Japanese Journal of Applied Entomology and Zoology Volume 68, Issue 1

Cross Pathogenicity of Metarhizium rileyi Isolates from Spodoptera frugiperda or Spodoptera litura against Both Host Species（Lepidoptera: Noctuidae）

In 2020, many fall armyworms（FAW; Spodoptera frugiperda）infested with an entomopathogenic fungus were collected from maize fields in Southern Kyushu. In this study, three isolates of FAW fungus and one from common cutworm（CCW; Spodoptera litura）were identified by DNA sequencing as Metarhizium rileyi（formerly Nomuraea rileyi）and found to be closely related to each other. Three fungal isolates from FAW in Kashiwabaru, Satsuma Town; Kinpo, Minamisatsuma City; and Nonomitani, Miyakonojo City, as well as one isolate from CCW in Korimoto, Kagoshima City, were inoculated onto third instar FAW and CCW larvae. The LC₅₀ value ratios of FAW to CCW were 1.14, 0.049, 1.91, and 13.94, respectively, indicating either similar virulence against both species or greater virulence against CCW; only the Kinpo isolate was more virulent against FAW. The LC₅₀ against FAW was 9.7×10³ to 9.6×10⁵ conidia*ml⁻¹. These three strains, other than the Kimpo isolate, were more virulent to CCW, but would also be expected to contribute to FAW mortality in the field.

Effects of the Root-knot Nematode, Meloidogyne incognita, on the Shoot Growth of Figs, ‘Houraishi,’ a Common Fig, and ‘Reikodai 1 go,’ Derived from Interspecific Hybridization of Ficus carica and F. erecta.

To determine the effects of the root-knot nematode, Meloidogyne incognita（Nemata: Meloidogynidae）, on the shoot elongation of figs, ca. two-month-old cuttings were collected from two fig cultivars: ‘Houraishi,’ a common fig, and ‘Reikodai 1 go,’ derived from interspecific hybridization of Ficus carica and F. erecta. The latter is resistant to Ceratocystis canker and thus is expected to be used as a new rootstock for fig trees. Twenty plants of each cultivar were utilized, and half were inoculated with M. incognita.

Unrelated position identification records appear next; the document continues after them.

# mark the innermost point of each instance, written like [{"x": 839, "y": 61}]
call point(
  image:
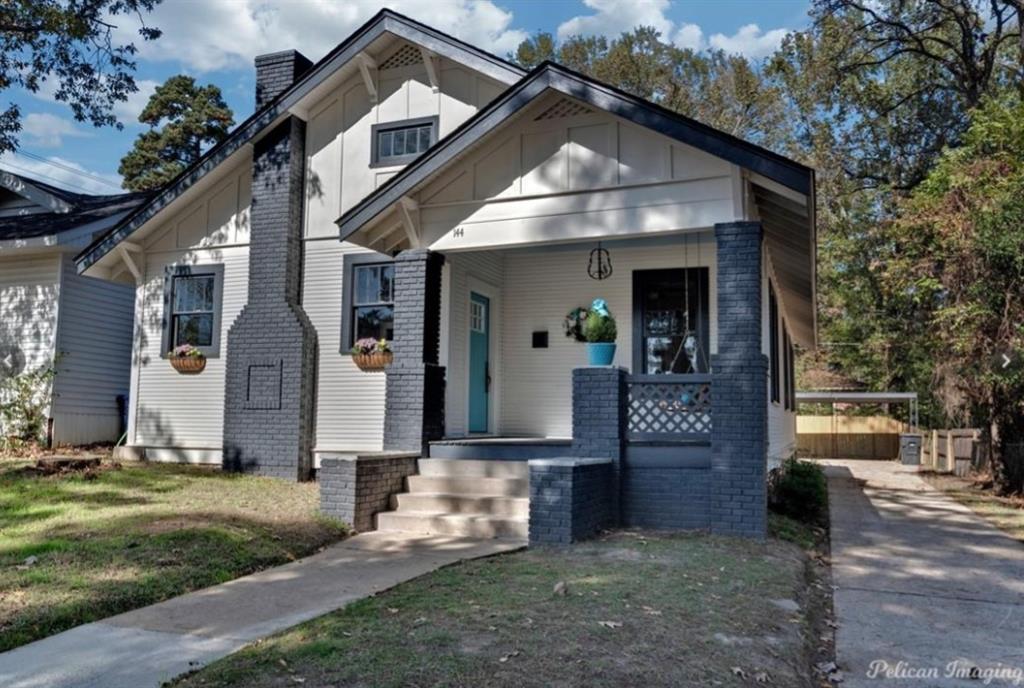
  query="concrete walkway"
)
[
  {"x": 148, "y": 646},
  {"x": 923, "y": 581}
]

On the day of inoculation, and 39, 64, and 130 days after inoculation, the length of the new shoot from each cutting was checked. Root-knots and the density of the nematodes were recorded in each fig species 130 days after inoculation. We found no differences in the length of the new shoots in ‘Houraishi’ with or without M. incognita 39 days post-inoculation, but by day 64, shoot elongation was inhibited. In contrast, there were no differences in shoot length between ‘Reikodai 1 go’ with or without M. incognita throughout the experimental period. The number of root-knots and the nematode density were higher in ‘Houraishi’ than ‘Reikodai 1 go.’ Such differences may explain the inhibition of shoot elongation in ‘Houraishi.’ These results indicate that nematicide should be used before the planting of ‘Houraishi’ to avoid damage caused by M. incognita. To judge the necessity of nematicide when planting ‘Houraishi’ grafted onto ‘Reikodai 1 go’ as a rootstock, further experiments should be carried out.